Mis en ligne le 21 octobre 2016.
Yannick Torlini
Seulement la langue, seulement
Éditions
Dernier Télégramme, 2016, 106 pages, 13 Û
Trouver
une langue, ce n'est pas seulement l'objectif affiché par Yannick Torlini, c'est également le principe même de son écriture.
Je veux dire qu'il y a une adéquation dans sa démarche entre le but et la
tentative, entre sa finalité et le recommencement incessant de l'essai, de
l'effort accompli pour y parvenir. Chez lui ressassement et tentative ne font
qu'un et la poétique de la répétition opère ici moins pour l'effet de vérité
attendu, moins pour la force de conviction supposée naître de la réitération du
verbe, que comme un recul des pouvoirs de la langue dans un en deçà d'elle-même
qui est le domaine de l'ânonnement, du tâtonnement, du ahanement presque, d'une
sombre hésitation où la langue en se cherchant pose les repères aveugles parmi
lesquels elle avance – et erre. Ce qui se répète non pas affirme, non pas
assène, mais remet indéfiniment sur la planche ce qui est dit et qui reste à redire.
La répétition travaille la langue comme une réalité en perpétuel bouleversement,
à reprendre inlassablement.
La
langue que cherche l'auteur – et que donc il découvre en exprimant qu'il
la cherche – il la nomme la malangue. Cette malangue, il faut y entendre une ma-langue (une mienne
langue) et sans doute aussi une mal-langue, quelque chose comme une mélangue, avec un
préfixe péjoratif, soit le contraire d'une belle langue, une langue qui si elle
n'est primaire du moins refuse la sophistication et privilégie l'expressivité
brute. Elle est l'équivalent de la théorie de la pâte-mot chère à Christophe Tarkos dont Torlini est
évidemment proche. Elle fonctionne de même sur une idée d'agglutination, de collé-ensemble des mots et des choses.
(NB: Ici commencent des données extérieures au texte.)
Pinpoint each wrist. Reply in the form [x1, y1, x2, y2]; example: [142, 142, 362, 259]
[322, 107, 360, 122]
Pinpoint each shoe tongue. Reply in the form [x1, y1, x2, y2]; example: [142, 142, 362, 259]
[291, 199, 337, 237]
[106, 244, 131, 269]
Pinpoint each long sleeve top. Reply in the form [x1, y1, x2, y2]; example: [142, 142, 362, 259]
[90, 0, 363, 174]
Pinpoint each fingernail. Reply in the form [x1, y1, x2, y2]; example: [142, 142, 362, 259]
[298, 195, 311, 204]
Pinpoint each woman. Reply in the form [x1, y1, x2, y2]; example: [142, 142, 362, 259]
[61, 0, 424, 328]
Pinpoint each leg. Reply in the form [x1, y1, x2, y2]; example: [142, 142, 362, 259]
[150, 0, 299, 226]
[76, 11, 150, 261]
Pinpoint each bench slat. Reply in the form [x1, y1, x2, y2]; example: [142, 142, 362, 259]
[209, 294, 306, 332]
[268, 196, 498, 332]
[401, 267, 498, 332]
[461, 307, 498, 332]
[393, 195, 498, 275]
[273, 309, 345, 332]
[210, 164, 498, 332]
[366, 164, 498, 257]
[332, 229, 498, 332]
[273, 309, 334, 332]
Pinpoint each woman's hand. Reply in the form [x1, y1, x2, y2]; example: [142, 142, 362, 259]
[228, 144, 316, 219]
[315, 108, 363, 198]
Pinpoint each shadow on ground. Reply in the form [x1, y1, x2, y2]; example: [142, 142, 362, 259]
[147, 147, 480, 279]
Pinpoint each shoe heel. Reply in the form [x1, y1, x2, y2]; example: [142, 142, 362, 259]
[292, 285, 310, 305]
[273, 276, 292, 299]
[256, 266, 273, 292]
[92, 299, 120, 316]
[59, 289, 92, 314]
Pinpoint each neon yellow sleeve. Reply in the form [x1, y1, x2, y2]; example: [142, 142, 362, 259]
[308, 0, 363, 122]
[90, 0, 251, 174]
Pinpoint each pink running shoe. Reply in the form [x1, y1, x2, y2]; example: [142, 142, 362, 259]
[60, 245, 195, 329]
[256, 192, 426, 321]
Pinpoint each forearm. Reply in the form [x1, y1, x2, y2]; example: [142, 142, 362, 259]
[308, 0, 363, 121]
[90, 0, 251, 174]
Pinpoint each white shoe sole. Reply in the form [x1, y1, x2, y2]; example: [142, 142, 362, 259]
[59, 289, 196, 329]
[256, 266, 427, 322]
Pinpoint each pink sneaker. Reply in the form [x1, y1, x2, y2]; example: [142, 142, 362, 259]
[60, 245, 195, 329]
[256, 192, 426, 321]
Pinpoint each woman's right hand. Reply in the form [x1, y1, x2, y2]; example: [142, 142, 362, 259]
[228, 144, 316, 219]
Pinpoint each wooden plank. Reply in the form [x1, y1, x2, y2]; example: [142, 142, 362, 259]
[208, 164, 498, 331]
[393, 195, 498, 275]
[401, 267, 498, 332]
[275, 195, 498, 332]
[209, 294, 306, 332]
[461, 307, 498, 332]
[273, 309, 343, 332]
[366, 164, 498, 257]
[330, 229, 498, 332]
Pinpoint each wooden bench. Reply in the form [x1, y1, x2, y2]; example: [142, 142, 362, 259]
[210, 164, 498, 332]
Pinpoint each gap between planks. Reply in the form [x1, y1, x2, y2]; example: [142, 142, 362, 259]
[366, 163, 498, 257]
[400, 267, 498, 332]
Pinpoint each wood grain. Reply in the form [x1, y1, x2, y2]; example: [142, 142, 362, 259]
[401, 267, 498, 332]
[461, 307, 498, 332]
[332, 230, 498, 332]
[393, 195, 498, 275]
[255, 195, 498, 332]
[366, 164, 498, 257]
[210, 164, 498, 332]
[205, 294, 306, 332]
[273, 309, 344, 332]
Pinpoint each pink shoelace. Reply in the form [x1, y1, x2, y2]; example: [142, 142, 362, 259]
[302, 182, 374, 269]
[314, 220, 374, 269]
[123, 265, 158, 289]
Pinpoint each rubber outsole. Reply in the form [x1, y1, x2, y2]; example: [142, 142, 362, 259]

Comme Tarkos l'était, Yannick Torlini
est coutumier des lectures publiques et sans doute l'oralisation
du texte répond chez lui à un besoin d'expérimenter cette langue nouvelle qu'il
se cherche et qui exige un plein engagement de toute sa personne, et d'abord de
sa personne physique, du corps qui dans la lecture à voix haute prête son
épaisseur à l'énonciation. Ce n'est pas le moindre des mérites de ce qu'on
appelle une performance que d'actualiser
une langue au moment où elle se profère. Dans le texte, le répondant thématique
à cette langue agglutinée, à cette malangue, ce sera la boue, la glaise, les sables, par
exemple, qui stagnent là et qui appellent à ce qu'on lutte contre eux pour s'en
arracher ou pour simplement y évoluer. Mais la résistance que ces matières opposent
au poète, ou qu'elles lui offrent, elle est aussi une liaison nouvelle, presque
une alliance, un lieu en tout cas où s'éprouver. Boue, glaise et sables freinent l'avancée mais aussi manifestent une
ductilité et un isomorphisme du monde et de la langue.
Agglutination
certes il y a, et pourtant Torlini emploie peu de
mots-valises. C'est davantage sur le plan de la phrase que du mot qu'il fait
s'agglomérer la langue. La phrase bégaie, elle balbutie et trébuche, elle se
reprend sans cesse comme si elle se corrigeait à chaque instant, qu'elle
cherchait à pallier son défaut de limpidité et que ce faisant elle dénonçait
celui-ci et le dépassait. À la différence d'un Ghérasim
Luca qui fait bégayer la langue pour ouvrir le mot à ses possibilités internes,
à ses vertigineuses virtualités, Torlini en reste au
plan de la phrase qui est son unité poétique véritable. Pour faire bégayer la
phrase, l'auteur répète, ressasse, revient en arrière, mais surtout il use
singulièrement de la ponctuation. Celle-ci interrompt à tout moment la coulée
du texte. La ponctuation, faible ou forte (virgules, points, deux-points)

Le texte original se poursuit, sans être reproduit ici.